ESE 305 FinalProject
Braden Fineberg, Brooke Behrbaum, Brianna Gallo
The initial dataset can be found in ./rawData. I have also used the script 'clean data' to standardize columns, rows and names to use for the rest of the analysis. In the final model, there is a function cleanPreprocessData() that does this to all train and test data. Finally, using the NLP script, I was successful in determining the type of rental from 75% of the data. After running a basic OLS regression with typed data, we are able to predict with higher accuracy what the interest level in each home is.
We started by creating the "Cleaning Data". It takes in the raw data, drops unnecessary columns, cleans the description column, and outputs a cleaned data file. This allows all of our models to work off of the same data and keep our results consistent.
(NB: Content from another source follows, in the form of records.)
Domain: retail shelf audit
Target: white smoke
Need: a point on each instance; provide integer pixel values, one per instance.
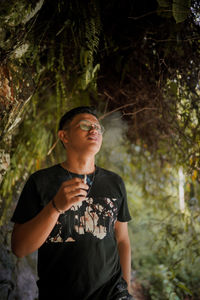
(113, 153)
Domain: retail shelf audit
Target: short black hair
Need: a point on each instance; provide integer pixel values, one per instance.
(69, 115)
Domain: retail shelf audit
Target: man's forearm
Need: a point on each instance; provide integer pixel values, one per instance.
(28, 237)
(125, 260)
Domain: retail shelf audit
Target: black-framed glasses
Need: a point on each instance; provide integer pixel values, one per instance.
(86, 125)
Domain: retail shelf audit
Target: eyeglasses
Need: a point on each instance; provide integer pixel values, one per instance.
(87, 126)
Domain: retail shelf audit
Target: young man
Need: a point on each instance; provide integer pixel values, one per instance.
(76, 214)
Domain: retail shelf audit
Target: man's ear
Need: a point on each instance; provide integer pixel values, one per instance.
(62, 135)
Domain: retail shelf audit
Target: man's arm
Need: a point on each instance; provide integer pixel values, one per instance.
(124, 249)
(29, 236)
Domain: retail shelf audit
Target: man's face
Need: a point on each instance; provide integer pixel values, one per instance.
(79, 138)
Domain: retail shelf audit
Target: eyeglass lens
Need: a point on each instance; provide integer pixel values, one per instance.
(87, 126)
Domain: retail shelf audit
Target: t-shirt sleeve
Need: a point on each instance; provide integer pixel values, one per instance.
(28, 205)
(123, 214)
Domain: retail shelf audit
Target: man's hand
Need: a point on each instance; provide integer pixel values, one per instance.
(71, 192)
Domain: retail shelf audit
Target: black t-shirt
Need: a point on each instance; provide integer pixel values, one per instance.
(80, 256)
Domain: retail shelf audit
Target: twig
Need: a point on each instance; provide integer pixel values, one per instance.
(116, 109)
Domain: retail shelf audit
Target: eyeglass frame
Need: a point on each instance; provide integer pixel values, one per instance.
(97, 126)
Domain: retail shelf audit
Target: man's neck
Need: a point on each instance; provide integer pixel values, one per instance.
(79, 165)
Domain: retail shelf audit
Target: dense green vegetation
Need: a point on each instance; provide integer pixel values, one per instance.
(138, 63)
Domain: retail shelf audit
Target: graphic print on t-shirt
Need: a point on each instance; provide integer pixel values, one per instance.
(93, 217)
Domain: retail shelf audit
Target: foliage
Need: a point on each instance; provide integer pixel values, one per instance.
(137, 57)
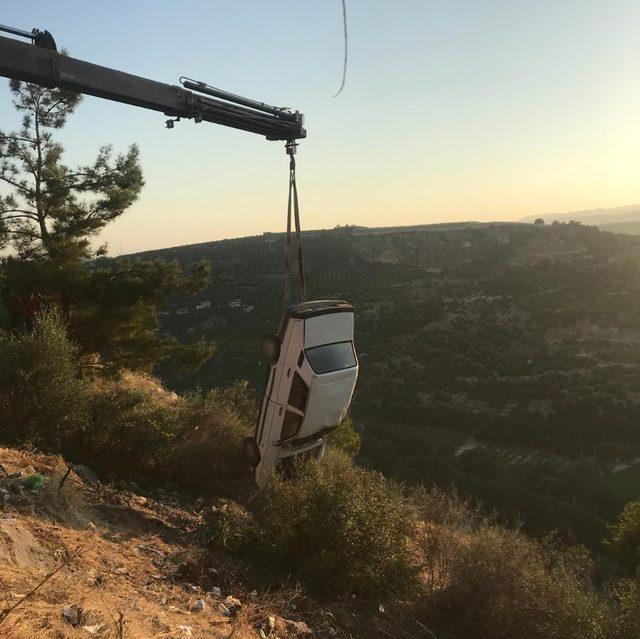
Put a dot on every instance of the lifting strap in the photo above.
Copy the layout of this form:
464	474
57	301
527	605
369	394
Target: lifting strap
293	199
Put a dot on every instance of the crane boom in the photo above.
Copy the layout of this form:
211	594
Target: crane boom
40	63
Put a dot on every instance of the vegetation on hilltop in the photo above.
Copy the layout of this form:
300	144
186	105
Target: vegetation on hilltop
498	358
387	560
50	215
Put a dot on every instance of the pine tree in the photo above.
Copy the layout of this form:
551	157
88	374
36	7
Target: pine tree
52	211
50	215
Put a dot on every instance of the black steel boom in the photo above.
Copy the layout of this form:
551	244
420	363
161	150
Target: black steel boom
47	67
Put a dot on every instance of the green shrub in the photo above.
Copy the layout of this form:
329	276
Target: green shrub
624	537
132	428
41	396
493	582
207	455
339	528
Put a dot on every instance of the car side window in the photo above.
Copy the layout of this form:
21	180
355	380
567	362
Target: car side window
299	393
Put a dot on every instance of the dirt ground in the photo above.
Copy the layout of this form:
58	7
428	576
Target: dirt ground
119	557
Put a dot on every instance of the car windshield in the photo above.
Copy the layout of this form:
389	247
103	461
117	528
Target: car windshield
331	357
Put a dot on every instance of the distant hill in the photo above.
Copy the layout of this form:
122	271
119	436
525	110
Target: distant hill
621	219
501	358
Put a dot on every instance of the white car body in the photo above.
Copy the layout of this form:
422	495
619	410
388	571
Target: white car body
309	386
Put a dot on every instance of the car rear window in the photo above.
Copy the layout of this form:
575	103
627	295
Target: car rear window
331	357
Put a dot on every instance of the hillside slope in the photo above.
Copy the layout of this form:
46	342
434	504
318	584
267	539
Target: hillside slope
501	358
118	552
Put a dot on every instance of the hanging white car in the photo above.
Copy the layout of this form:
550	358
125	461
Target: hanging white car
312	374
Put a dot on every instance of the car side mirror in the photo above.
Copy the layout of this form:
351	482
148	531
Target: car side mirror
270	346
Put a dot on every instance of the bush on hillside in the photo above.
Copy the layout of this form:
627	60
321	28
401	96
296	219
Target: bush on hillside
624	537
339	528
131	429
139	430
41	396
493	582
207	454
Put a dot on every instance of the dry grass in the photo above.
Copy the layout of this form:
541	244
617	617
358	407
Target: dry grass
131	553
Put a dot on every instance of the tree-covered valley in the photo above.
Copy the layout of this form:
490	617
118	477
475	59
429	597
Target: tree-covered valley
500	359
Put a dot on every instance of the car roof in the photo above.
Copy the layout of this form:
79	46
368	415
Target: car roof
306	310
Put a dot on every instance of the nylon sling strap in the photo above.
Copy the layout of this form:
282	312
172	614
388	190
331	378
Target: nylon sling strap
292	203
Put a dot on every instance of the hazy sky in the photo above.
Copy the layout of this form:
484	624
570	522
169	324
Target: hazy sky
452	110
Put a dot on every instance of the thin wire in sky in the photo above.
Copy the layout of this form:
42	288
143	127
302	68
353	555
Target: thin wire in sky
346	40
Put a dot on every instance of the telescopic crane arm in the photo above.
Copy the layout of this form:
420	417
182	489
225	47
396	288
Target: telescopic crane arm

In a final model, our cleaning function converted an HTML string into a simpel string and ran a basic NLP. In addition, our preprocessing involved generating a range of interaction terms and grouping the data in various ways to determine expectations for each unit. We believe that the interest level in a home can be turned into a simple equation: Net_Interest_Level = Reality-Expectation
The reality consits of the actual characteristics of the unit while expectation is for a unit's given asking price, what features do you expect. The reality of the unit also includes where it is located. Specifically, if a unit is located in a high interest building, the unit is likely high interest. The expectation created a clear separation in the data.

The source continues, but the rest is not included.